Er riß den Revolver hervor, hielt ihn dem Lieutenant blitzschnell an die Schläfe und drückte ab. Der Ungehorsame brach augenblicklich tot zusammen. Dann warf der gewaltige Mann einen schnellen Blick über das Thal. Eben krachte eine neue Salve der Cambas, welche zehnfach gefährlich waren, weil sie von den Abipones nicht gesehen werden konnten und die letzteren stürzten zu zehn und zwanzig zusammen.

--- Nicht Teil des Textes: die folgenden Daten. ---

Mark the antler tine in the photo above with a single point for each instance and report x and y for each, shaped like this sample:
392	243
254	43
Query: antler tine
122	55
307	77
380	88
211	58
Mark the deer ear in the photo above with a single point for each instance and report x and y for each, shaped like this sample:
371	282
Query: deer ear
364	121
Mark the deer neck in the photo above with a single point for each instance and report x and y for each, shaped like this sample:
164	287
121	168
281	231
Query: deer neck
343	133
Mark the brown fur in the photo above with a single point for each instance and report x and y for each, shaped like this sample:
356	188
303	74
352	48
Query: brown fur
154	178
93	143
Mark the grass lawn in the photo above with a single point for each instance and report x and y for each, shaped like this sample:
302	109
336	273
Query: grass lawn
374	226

Was sollte er thun? Den Gambusino und Antonio Perillo, auf welche es hier ankam, entkommen lassen oder hier bleiben, um dem Morden Einhalt zu thun? Da eben kam Geronimo mit den Seinen durch den Eingang gestürmt; das brachte ihn schnell zur Entscheidung. Er rannte auf eins der Abiponespferde zu, welche, von den Schüssen erschreckt, scheu im Thale herumrannten, und sprang auf. Zu gleicher Zeit mit ihm kam der alte Anciano mit geschwungenem Gewehre gesprungen, warf sich auf ein zweites und rief ihm dabei zu:

»Señor, Antonio Perillo, der Mörder meines Inka, entkommt. Ich muß ihm nach, muß ihn haben!«

»Ich reite mit,« antwortete er. »Halte dich zu mir!«

Sie jagten nebeneinander nach dem Eingange zu. Dort hielt der Vater Jaguar sein Pferd für einen Augenblick an und rief seinem Geronimo zu:

»Hast du die drei fliehenden Reiter gesehen?«

»Ja. Wir konnten sie nicht halten, da wir keine Pferde hatten.«

»Nach welcher Seite haben sie sich gewendet?«

»Nach links, vom Thale aus.«

»Thu schnell dem Blutvergießen Einhalt! Der Kampf mag ruhen, wenigstens bis ich wiederkomme!«

Dann schoß er mit dem alten Anciano zwischen den beiden Felsen hindurch und riß sein Pferd nach links herum, wo er die Spuren der Flüchtigen im Grase sah.